Wachhunde in Alleinlage und landwirtschaftliche Betriebe
Hunde, die der Bewachung abgelegener Gebäude oder gewerblicher Anlagen dienen, werden steuerlich begünstigt:
- Abstandskriterium für Wachhunde: Eine Ermäßigung für Wachhunde greift nur, wenn das bewachte Wohngebäude oder landwirtschaftliche Anwesen mindestens 100 bis 200 Meter (je nach lokaler Satzung) von der nächsten geschlossenen Siedlung entfernt liegt.
- Herden- und Hütehunde: Hunde, die von hauptberuflichen Schäfern oder Landwirten zur Begleitung von Nutztierherden gehalten werden, sind in vielen ländlichen Gemeinden vollständig von der Steuer befreit.
Antragstellung und Fristen beim Steueramt
Eine Steuerbefreiung oder Ermäßigung tritt niemals automatisch ein. Halter müssen die Vergünstigung aktiv beim Steuer- oder Kassenamt der Gemeinde beantragen:
- Antragsfrist: Der Antrag muss in der Regel innerhalb von zwei Wochen nach Aufnahme des Hundes bzw. bis spätestens zwei bis vier Wochen vor Beginn des neuen Steuerjahres (meist zum 1. Januar) schriftlich eingereicht werden.

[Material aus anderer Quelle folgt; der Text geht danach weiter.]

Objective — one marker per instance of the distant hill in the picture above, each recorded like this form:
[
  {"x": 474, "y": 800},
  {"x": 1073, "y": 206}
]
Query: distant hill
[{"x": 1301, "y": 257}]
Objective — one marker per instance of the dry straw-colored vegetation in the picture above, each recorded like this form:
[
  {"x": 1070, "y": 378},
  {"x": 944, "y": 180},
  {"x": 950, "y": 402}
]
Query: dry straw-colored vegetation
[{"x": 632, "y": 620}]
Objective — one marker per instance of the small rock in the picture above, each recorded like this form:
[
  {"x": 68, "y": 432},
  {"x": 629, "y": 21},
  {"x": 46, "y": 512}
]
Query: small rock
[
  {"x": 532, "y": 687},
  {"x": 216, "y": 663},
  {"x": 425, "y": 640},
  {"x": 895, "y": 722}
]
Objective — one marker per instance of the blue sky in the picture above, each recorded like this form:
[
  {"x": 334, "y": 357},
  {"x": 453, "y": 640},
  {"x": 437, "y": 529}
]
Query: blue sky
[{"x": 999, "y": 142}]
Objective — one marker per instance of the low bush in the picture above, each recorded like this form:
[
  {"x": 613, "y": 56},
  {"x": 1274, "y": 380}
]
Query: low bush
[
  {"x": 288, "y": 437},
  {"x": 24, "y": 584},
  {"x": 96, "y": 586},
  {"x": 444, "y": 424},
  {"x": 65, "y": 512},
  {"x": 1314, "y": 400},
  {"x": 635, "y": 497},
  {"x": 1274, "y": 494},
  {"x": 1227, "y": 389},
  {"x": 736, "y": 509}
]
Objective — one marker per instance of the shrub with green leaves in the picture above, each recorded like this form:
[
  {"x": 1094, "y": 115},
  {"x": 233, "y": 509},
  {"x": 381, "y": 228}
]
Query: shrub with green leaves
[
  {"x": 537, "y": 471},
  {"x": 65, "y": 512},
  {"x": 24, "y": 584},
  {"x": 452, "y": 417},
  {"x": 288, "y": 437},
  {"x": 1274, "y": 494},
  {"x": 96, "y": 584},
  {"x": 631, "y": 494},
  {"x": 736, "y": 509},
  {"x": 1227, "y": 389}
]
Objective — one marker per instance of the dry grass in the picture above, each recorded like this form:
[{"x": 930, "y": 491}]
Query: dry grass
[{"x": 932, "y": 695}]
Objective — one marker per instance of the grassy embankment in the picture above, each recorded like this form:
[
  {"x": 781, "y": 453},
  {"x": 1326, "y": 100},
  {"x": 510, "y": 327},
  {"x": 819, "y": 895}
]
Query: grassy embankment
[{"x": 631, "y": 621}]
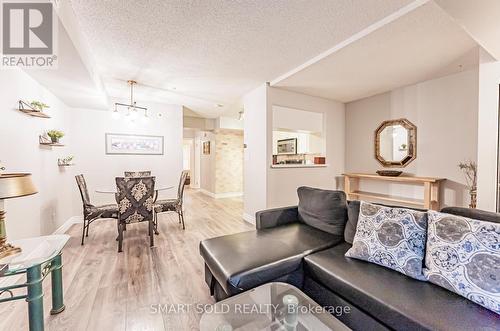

- Steuermarke trotz Befreiung: Auch wenn ein Hund vollständig steuerbefreit ist, muss er beim Steueramt gemeldet werden. Die Stadt stellt eine offizielle Steuermarke aus, die am Halsband getragen werden muss.
- Wegfall der Voraussetzungen: Ändern sich die Verhältnisse (z. B. Ende des Leistungsbezugs beim Jobcenter oder Wegzug in eine geschlossene Ortschaft), ist der Halter verpflichtet, dies der Stadtkasse unverzüglich mitzuteilen.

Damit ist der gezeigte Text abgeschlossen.